Overview

In this report, we are exploring the distribution of mean of \(40\) random variables with exponential distribution. We take a sample of 1000 observations and compare the mean, variance and sd of this sample by their correspond theoretical values. At the end, we show that the distribution of mean of these 40 exponential random variables is approximately normal.

Simulation

We want to investigate the distribution of averages of 40 exponential randome variables.
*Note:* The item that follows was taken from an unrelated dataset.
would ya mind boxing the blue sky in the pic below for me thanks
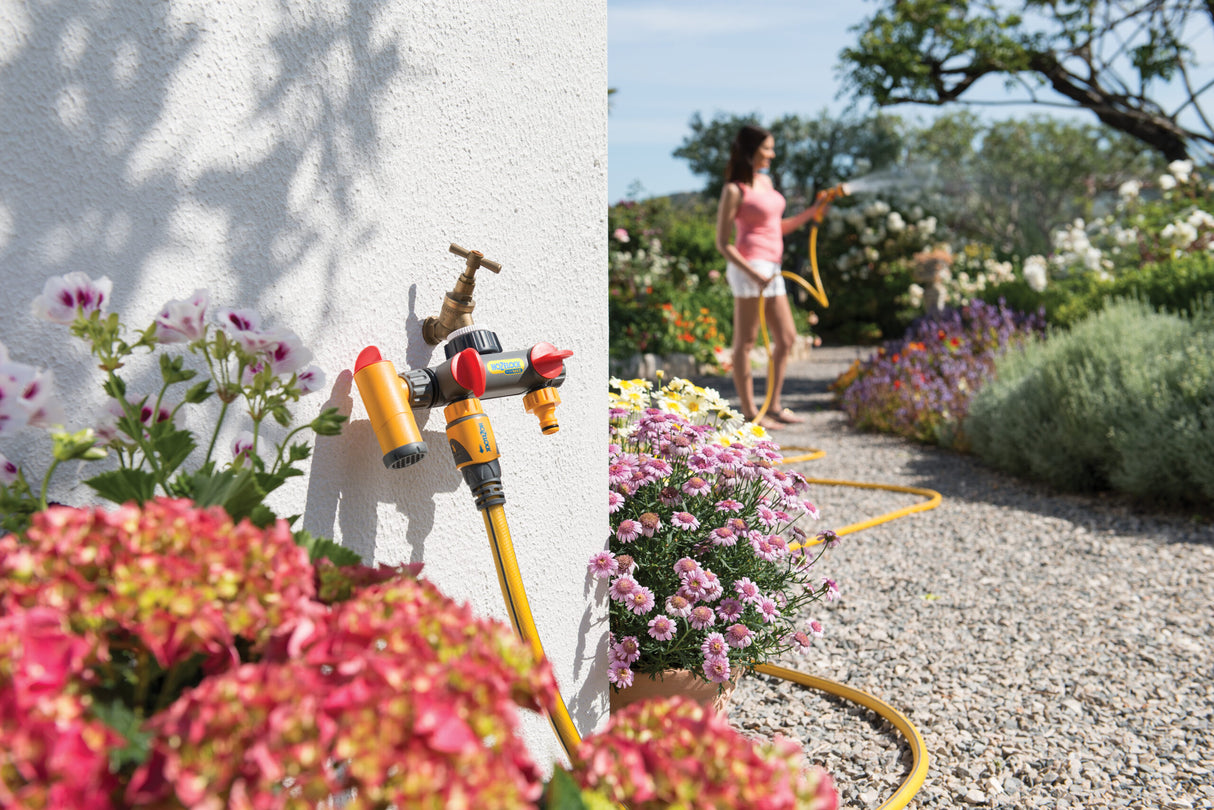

To do that first we notice the fact that to produce and exponential random variable we need to use rexp(n,rate) in R.
We want to repeat our observations \(1000\) times:

set.seed(1)
sdata=rexp(40000,rate = .2)
mdata=matrix(sdata,nrow = 1000,ncol = 40)
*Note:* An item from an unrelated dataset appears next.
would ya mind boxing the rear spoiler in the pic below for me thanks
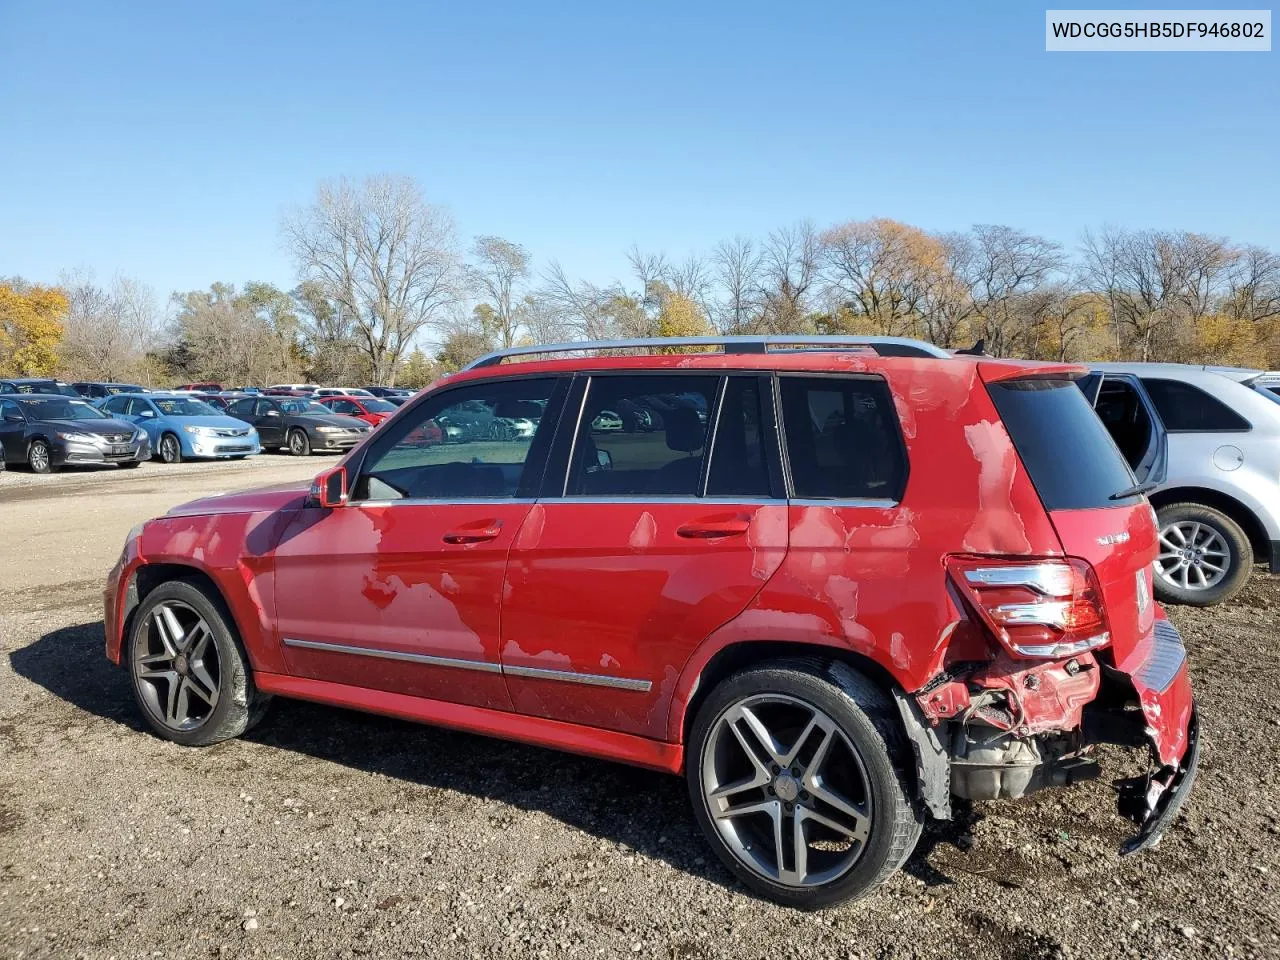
[977,360,1090,384]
As you can see in the above code, we first generate \(40000\) exponential random values with \(\lambda=0.2\) and then sort them in a matrix form with \(40\) columns and \(1000\) rows. We can consider each column as an exponential variable and each row as an observation.
Now we want to calculate the mean of these \(40\) variables in each observation:

mean.data=apply(mdata,1,mean)
length(mean.data)
## [1] 1000

By the definition of exponential random variable the mean of each variable is:

Mean.Each.Variable=1/0.2
Mean.Each.Variable
## [1] 5

Hence by theorem 1 in appendix one, the mean of \(\bar{X}\), average of \(40\) variables, is \(5\). Now it is time to take a look at our observasions. According to our simulation, the mean of \(\bar{X}\) after 1000 observations is:

Mean.Simulation=mean(mean.data)
Mean.Simulation
## [1] 4.990025

As you can see it is so close to the theoretical mean \(5\). As you can see in figure 1 in appendix two,the theoretical mean is shown by a red line and the observed mean is shown by a blue line. We took the observed mean to be \(Mean.Simulation-.02\) since we wanted the difference between theoretical and observed mean to be observable on the diagram.
By theorem 1, the theoretical variance of \(\bar{X}\) is:

Theoretical.Variance=1/(((.2)**2)*1000)
Theoretical.Variance
## [1] 0.025

On the other hand, the observed variance of \(\bar{X}\) is:

Observed.Variance=var(mean.data)
Observed.Variance
## [1] 0.6177072

Now let’s consider the variance of 40 exponential random variables as a random variable. We show that by \(S^ 2\). We can take the variance of each observation:

Variance.Simulation=apply(mdata,1,var)
length(Variance.Simulation)
## [1] 1000

And thus the mean of Observed variances is:

mean(Variance.Simulation)
## [1] 25.05783

which is close to the theoretical variance \(25\). We can show the observerd variance of 40 variables on a diagram, figure 2 in appendix two. As you can see on this histogram, the mean of observed variance of 40 variables is so close to the theoretical variance. We have to put theoretical variance equal to \(25-.2\) so that we can see the difference between theoretical and observed variances.
According to CLT theorem, if the number of random variables is large enough, the distribution of \(\bar{X}\) is normal with \(\mu_{\bar{X}}=\mu\) and \(\sigma_{\bar{X}}^ 2=\sigma ^2\) which are \(5\) and \(25\) in our case. We can see both theoretical and observed distribution of \(\bar{X}\) in figure 3, appendix two.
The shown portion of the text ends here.